Native Voices at the Autry, America's leading Native American theatre company, announces its 2010-11 season that spotlights its mission to develop new plays and foster emerging and established Native playwrights. The season's world premiere of Carolyn Dunn's (Muskogee Creek*) haunting and poetic The Frybread Queen, presented during the fall as a reading in the FIRST LOOK SERIES: PLAYS IN PROGRESS, and then fully staged in a spring mainstage Equity production, illustrates Native Voices' deep commitment to nurturing new works and seeing them fully realized. The production is the culmination of a pivotal, five-year development process shepherded by the company, including a developmental co-production in September with Montana Rep and The University of Montana School of Theatre and Dance. Also featured during the season is an additional reading in Native Voices' FIRST LOOK SERIES: PLAYS IN PROGRESS and the annual PLAYWRIGHTS RETREAT AND FESTIVAL OF NEW PLAYS showcasing works selected in a national playwrights competition. Additionally, the company presents more than a dozen readings, workshops and developmental productions of stage and radio plays in various stages of development in collaboration with such leading organizations as The Public Theater, La Jolla Playhouse, Montana Rep, The Alaska Native Playwrights Project, San Diego State University and Native Radio Theater Project.

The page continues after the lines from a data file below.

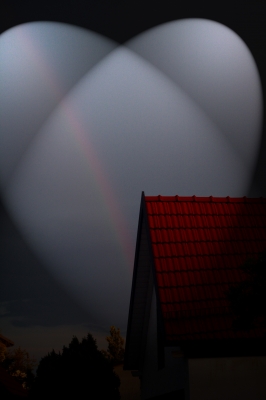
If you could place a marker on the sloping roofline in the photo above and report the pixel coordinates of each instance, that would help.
(148, 219)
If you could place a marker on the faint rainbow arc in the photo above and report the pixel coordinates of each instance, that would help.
(100, 176)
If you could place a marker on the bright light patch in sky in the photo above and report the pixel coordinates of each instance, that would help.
(86, 125)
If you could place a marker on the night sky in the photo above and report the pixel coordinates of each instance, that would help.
(55, 284)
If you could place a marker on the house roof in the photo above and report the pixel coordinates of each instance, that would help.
(198, 245)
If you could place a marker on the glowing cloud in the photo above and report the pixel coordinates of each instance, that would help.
(86, 125)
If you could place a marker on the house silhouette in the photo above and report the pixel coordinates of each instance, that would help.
(180, 339)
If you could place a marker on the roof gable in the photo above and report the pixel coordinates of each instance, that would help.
(198, 244)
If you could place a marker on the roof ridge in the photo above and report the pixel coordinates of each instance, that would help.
(215, 199)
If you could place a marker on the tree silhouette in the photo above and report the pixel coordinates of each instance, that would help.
(115, 351)
(80, 371)
(248, 298)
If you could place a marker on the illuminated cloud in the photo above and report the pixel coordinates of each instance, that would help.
(86, 125)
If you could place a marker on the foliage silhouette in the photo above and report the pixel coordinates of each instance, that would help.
(115, 351)
(248, 298)
(80, 371)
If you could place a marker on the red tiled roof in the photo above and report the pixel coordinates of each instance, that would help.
(198, 244)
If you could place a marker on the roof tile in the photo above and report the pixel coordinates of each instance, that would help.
(198, 244)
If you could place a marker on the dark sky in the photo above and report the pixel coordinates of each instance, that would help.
(36, 310)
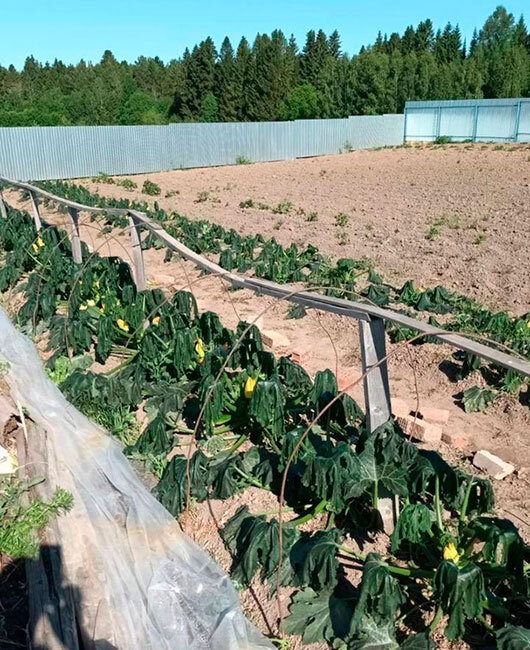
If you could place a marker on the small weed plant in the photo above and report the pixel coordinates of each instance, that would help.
(150, 188)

Native Voices is the country's only Equity theatre company dedicated exclusively to producing new works by Native American Playwrights, and it has been acclaimed by critics as "a hot bed for contemporary Native Theatre," "deeply compelling" and "a powerful and eloquent voice."
"Native Voices at the Autry helps new and established Native American Playwrights transform their ideas into plays that can reach wide ranging audiences around the globe," says Native Voices at the Autry Co-Founder/Producing Executive Director Jean Bruce Scott, an accomplished producer whose name and face are remarkably familiar from her acting roles in countless 1980s and 1990s television series ranging from Days of Our Lives to Magnum P.I., Airwolf and St. Elsewhere among many others. "Nurturing talent is our purpose."
Adds Co-Founder/Producing Artistic Director Randy Reinholz (Choctaw*), whose extensive directing resume includes a vast number of productions throughout the United States and Canada, "At Native Voices at the Autry, we understand the tremendous amount of time, effort and artistic support it takes for a play to go from the page to the stage, so we work side-by-side with playwrights throughout the development process. We help guide plays on multiple levels, bringing in leading dramaturgs, directors, actors and even 'test' audiences, who provide invaluable feedback, to work closely with playwrights over an extended period of time - even years - as they hone their plays in multiple workshops, readings and developmental productions all produced or co-produced by Native Voices. There is no set blueprint for shaping a play, but we do know that constructive input from outside experts in a measured fashion is an invaluable tool at all stages of development, which few theatre companies provide on the scope that we do. So our approach is distinctive among theatre companies."
Native Voices, established as a resident company at the Autry National Center in 1999, provides a supportive, collaborative setting for Native writers, actors and theatre artists from across North America to develop new works for the stage. The company is widely respected in both the Native American and theatre communities for its breakthrough plays and diverse programming highlighting unique points of view within the more than 500 Native American nations in North America. Native Voices has presented fully staged productions of 18 critically acclaimed new plays, including 13 world premieres, 13 dynamic New Play Festivals and 7 Playwright Retreats, and more than 100 workshops and public staged readings of new plays. The company's main stage productions are performed at the Wells Fargo Theater at the Autry National Center.